The programmatic mission as determined through the phone surveys varied, making the definition of success different for each program. Only one of the intended program purposes (collecting baseline data) was data-focused, defining success by the quality of data collected. Others were process-focused, such as tracking changes over time or increasing stewardship in participants. The process was more often successful than the product (data) and some of the respondents pointed out that the data is “good enough” or not the main focus of the program. This is in stark contrast with the published studies, many of which discuss citizen science as a method, evaluated against traditional methods by the same metrics of success – data quality.
Even though most of the programs were confident in the reliability of their data, most had also dismissed at least some of the collected data as unreliable. Program coordinators reported having many still-unpublished results, either because they were negative or not reliable enough. Consequently, the publications resulting from these types of programs represent a self-selected group with enough positive results to write about. The pool of literature found for the review likely represents a similar fraction of programs in existence. These programs had some component of their mission focused on creating baseline data. The recommendations from these programs found in the literature therefore refer to specifics that address only one type of mission, which is not representative of the myriad programs practicing.

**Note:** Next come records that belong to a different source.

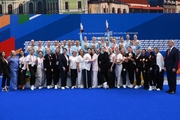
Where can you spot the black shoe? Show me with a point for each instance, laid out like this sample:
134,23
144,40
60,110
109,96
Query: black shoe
172,92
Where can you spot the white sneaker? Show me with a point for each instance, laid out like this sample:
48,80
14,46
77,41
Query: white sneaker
150,88
62,88
48,87
124,86
158,89
55,87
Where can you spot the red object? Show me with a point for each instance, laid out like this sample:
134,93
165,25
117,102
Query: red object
7,45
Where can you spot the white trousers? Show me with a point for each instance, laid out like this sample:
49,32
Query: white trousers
118,70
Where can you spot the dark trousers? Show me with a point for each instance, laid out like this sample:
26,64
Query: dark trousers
86,78
123,73
112,77
21,77
138,77
56,74
104,75
32,70
171,76
151,77
63,77
160,79
73,76
131,73
49,75
145,77
7,77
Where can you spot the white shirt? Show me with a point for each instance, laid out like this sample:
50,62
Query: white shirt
21,61
40,63
160,61
95,62
87,64
111,57
24,62
119,57
31,59
80,60
73,61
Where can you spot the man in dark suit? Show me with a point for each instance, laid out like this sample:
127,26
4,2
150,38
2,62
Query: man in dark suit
63,66
171,66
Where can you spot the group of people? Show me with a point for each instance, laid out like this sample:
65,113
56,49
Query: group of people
105,63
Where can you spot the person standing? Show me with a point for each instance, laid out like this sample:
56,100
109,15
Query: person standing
94,61
118,61
87,70
130,66
48,68
73,68
112,69
13,61
64,67
56,68
171,66
21,73
124,66
40,70
159,69
151,69
145,67
80,67
31,67
103,64
5,72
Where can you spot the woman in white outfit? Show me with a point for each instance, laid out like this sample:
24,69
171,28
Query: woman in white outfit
94,61
40,70
80,62
118,61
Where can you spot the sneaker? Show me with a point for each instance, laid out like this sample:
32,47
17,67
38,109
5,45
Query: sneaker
130,86
62,88
100,86
3,89
55,87
58,86
150,88
48,87
158,89
154,87
124,86
7,89
32,87
40,87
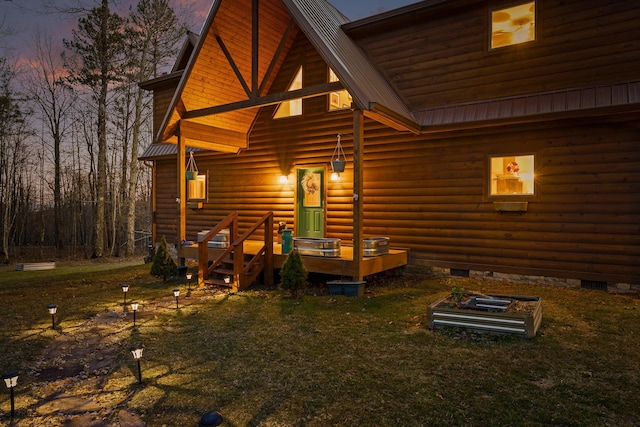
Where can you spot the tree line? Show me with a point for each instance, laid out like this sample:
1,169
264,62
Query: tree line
71,128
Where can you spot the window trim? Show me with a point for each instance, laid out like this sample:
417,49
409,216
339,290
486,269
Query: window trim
512,197
299,69
536,33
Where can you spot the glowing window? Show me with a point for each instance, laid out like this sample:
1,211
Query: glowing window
338,100
294,106
511,175
513,25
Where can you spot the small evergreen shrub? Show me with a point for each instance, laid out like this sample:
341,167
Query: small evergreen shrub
163,264
293,276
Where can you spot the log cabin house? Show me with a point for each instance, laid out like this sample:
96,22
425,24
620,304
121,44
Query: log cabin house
492,138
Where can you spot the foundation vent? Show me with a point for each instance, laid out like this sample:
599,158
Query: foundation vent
593,284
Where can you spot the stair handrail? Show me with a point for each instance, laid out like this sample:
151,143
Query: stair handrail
203,248
266,252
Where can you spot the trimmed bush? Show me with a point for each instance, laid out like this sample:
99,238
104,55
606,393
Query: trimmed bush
163,264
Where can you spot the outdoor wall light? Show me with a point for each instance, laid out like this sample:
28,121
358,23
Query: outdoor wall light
210,419
136,352
125,289
134,307
176,293
11,380
52,308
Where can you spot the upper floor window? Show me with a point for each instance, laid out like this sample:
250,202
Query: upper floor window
511,175
292,107
513,25
338,100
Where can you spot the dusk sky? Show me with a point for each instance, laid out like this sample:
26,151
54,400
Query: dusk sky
25,19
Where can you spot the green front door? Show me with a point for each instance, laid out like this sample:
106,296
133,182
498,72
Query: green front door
310,202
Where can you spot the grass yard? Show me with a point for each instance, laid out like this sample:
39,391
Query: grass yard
263,359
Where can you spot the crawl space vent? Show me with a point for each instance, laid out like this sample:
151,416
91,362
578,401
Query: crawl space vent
593,284
456,272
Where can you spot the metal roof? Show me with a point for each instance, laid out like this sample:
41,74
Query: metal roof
561,104
321,23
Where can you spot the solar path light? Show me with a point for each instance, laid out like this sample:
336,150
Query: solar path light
134,307
11,380
52,308
176,293
136,352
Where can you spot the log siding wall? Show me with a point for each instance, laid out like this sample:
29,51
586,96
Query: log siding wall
429,193
446,60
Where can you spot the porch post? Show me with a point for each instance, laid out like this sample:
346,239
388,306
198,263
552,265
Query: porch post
182,190
358,176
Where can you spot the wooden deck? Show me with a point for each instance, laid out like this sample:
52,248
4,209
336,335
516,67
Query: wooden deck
338,266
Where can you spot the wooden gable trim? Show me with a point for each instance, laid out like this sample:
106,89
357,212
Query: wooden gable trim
276,56
263,101
392,119
205,137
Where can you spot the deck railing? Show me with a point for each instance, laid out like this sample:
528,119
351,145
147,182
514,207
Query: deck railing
244,273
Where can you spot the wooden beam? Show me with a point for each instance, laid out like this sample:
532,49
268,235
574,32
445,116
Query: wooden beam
263,101
182,190
235,68
276,55
358,179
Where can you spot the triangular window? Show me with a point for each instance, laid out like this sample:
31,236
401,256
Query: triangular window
294,106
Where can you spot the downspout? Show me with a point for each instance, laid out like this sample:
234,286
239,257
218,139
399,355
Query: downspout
358,177
152,165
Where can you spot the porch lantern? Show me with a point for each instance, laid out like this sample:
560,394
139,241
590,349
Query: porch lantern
338,159
52,309
11,380
192,168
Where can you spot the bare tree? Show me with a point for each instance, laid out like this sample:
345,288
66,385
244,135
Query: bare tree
96,61
49,90
152,41
13,154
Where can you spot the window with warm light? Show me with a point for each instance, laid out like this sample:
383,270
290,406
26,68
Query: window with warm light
338,100
511,175
197,188
292,107
513,25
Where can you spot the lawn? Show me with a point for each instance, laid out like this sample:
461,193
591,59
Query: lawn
263,359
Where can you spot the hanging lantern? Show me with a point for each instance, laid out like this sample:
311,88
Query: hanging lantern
338,159
192,168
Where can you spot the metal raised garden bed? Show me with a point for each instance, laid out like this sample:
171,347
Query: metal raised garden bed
498,314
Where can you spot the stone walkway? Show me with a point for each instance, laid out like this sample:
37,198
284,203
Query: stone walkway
73,383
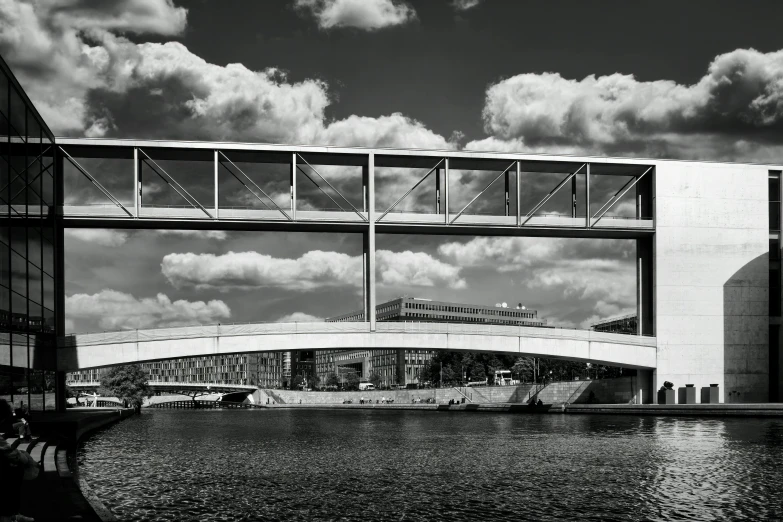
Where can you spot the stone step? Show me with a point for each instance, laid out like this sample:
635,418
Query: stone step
37,452
61,460
49,461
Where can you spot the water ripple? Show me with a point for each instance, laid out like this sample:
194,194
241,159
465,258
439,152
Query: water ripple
245,465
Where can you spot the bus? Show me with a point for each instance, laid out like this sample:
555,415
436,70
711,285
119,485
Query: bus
503,378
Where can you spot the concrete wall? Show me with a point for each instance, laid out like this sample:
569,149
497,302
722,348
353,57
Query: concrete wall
711,277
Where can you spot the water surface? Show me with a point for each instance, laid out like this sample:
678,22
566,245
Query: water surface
407,465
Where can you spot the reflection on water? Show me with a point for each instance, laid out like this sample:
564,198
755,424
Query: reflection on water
397,465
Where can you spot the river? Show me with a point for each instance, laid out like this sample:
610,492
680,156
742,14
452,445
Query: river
373,466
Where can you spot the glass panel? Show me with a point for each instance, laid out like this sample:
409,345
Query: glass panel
19,239
49,320
34,246
774,189
18,312
50,388
48,257
3,94
18,110
35,284
5,178
774,215
35,316
48,289
18,274
47,187
5,268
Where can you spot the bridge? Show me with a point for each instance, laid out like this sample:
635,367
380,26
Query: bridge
78,352
174,387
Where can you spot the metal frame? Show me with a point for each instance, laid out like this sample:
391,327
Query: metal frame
437,165
554,191
220,153
485,189
617,197
157,169
95,181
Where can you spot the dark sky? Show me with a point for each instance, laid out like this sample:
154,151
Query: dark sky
438,68
691,79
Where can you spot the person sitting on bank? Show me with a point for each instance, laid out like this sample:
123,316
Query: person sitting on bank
15,466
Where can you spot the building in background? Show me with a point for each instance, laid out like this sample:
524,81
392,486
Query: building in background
264,370
627,324
400,366
30,252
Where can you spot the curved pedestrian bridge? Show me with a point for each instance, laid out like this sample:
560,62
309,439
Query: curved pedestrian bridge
95,350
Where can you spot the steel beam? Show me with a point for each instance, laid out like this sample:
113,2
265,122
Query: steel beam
618,196
410,190
480,193
551,193
95,182
179,189
446,190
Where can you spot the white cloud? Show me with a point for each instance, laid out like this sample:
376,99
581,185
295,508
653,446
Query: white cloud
218,235
314,269
99,236
416,269
464,5
80,72
368,15
598,276
299,317
741,95
113,310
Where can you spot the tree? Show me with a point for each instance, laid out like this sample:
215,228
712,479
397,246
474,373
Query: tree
332,379
352,381
128,383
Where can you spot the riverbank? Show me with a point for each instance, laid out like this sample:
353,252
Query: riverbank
58,493
680,410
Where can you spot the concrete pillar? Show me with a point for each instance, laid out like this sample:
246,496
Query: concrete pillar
573,197
437,191
645,294
587,196
293,186
446,189
368,247
217,206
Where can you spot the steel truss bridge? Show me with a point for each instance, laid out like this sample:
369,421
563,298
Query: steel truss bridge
220,165
78,352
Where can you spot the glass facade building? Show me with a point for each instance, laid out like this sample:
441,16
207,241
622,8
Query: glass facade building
28,251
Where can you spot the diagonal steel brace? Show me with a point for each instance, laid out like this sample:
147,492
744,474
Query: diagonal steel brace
411,189
618,196
95,182
254,184
330,185
176,186
480,193
552,193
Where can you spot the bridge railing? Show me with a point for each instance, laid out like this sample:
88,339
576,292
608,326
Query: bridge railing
226,330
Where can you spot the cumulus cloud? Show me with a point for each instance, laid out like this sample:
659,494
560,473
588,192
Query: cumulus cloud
314,269
369,15
81,75
99,236
597,274
734,110
113,310
299,317
464,5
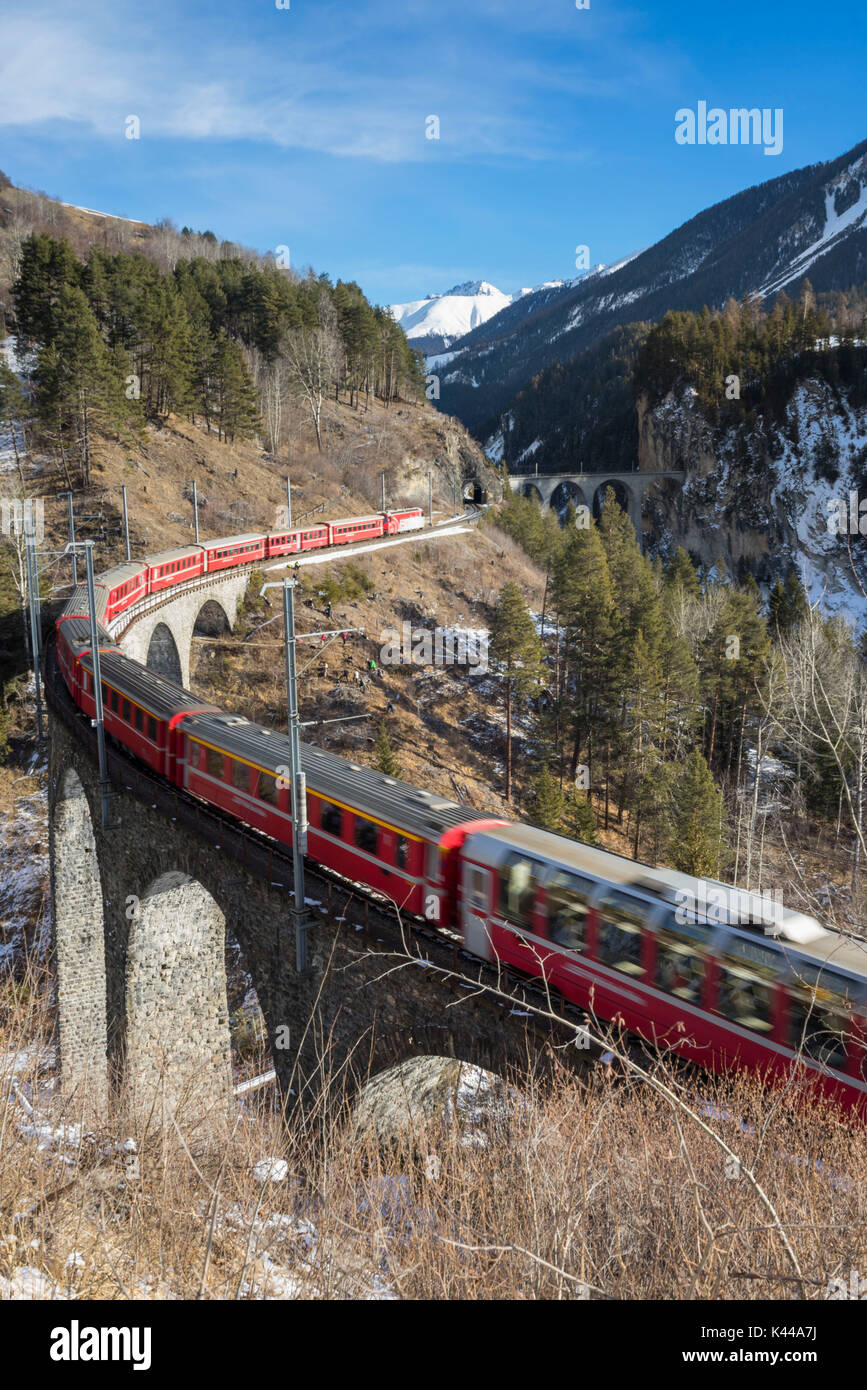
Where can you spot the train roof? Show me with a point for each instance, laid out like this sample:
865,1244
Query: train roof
128,570
77,631
418,812
826,948
235,540
154,692
78,601
178,553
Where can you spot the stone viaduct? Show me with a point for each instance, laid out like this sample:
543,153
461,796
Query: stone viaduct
139,927
588,489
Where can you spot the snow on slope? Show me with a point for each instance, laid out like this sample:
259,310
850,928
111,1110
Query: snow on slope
837,227
452,314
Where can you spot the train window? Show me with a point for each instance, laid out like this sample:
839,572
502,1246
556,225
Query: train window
213,762
518,877
745,990
267,788
820,1014
366,834
621,922
434,863
680,959
478,890
567,908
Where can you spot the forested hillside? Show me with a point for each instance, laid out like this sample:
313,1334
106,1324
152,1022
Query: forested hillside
766,238
116,341
667,688
742,363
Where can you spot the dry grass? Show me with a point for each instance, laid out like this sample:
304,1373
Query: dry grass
562,1191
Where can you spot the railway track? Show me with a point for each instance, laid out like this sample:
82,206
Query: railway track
384,929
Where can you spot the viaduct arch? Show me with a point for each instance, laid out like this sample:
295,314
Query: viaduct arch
141,916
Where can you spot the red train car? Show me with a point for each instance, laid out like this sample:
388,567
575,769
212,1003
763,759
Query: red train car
125,585
282,542
356,528
411,519
174,566
141,708
234,549
721,994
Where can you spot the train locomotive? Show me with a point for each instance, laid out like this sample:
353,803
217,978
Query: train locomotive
627,943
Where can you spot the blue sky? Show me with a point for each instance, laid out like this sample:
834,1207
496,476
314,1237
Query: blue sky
306,125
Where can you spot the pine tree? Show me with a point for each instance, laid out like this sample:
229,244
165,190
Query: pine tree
546,801
580,818
386,761
787,606
517,651
698,840
13,409
77,385
236,401
681,571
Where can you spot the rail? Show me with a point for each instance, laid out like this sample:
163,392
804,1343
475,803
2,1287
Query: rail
121,624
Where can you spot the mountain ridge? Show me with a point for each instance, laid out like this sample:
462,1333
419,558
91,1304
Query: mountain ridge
767,235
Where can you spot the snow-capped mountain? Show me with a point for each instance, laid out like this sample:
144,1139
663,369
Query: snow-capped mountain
436,320
812,221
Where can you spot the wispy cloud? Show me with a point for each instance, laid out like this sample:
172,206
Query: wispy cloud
357,89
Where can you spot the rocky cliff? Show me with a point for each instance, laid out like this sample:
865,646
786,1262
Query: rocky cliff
766,495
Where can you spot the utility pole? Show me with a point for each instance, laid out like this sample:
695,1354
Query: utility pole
68,496
300,918
125,523
32,571
97,687
299,786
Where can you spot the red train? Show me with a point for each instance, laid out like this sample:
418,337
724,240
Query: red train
127,584
630,944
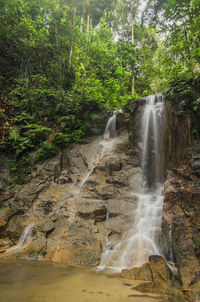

Success in citizen science programs is defined by the particular mission statement guiding the program, which is more likely to focus on the scientific process than purely on the results. Of course, a strong and successful process is more likely to lead to reliable data, but not necessarily in all cases. The differences in the specificity of recommendations observed between the literature and surveys can be explained by what they were making recommendations for. The literature recommendations represent a subset of projects with successful missions relating to providing data while survey recommendations were more sensitive to other aspects of missions and incorporated more struggling programs. Thus the focus on process should be made explicit when making recommendations, advertising or fundraising for citizen science groups.
The authors would like to acknowledge the program coordinators who took the time to participate in our interviews and the research librarian staff at Cornell University’s Mann Library for help structuring the literature search. The authors would also like to thank Cornell’s Department of Development Sociology for funding and the citizen science team at the Lab of Ornithology for continuing the discussion on citizen science and motivating this publication.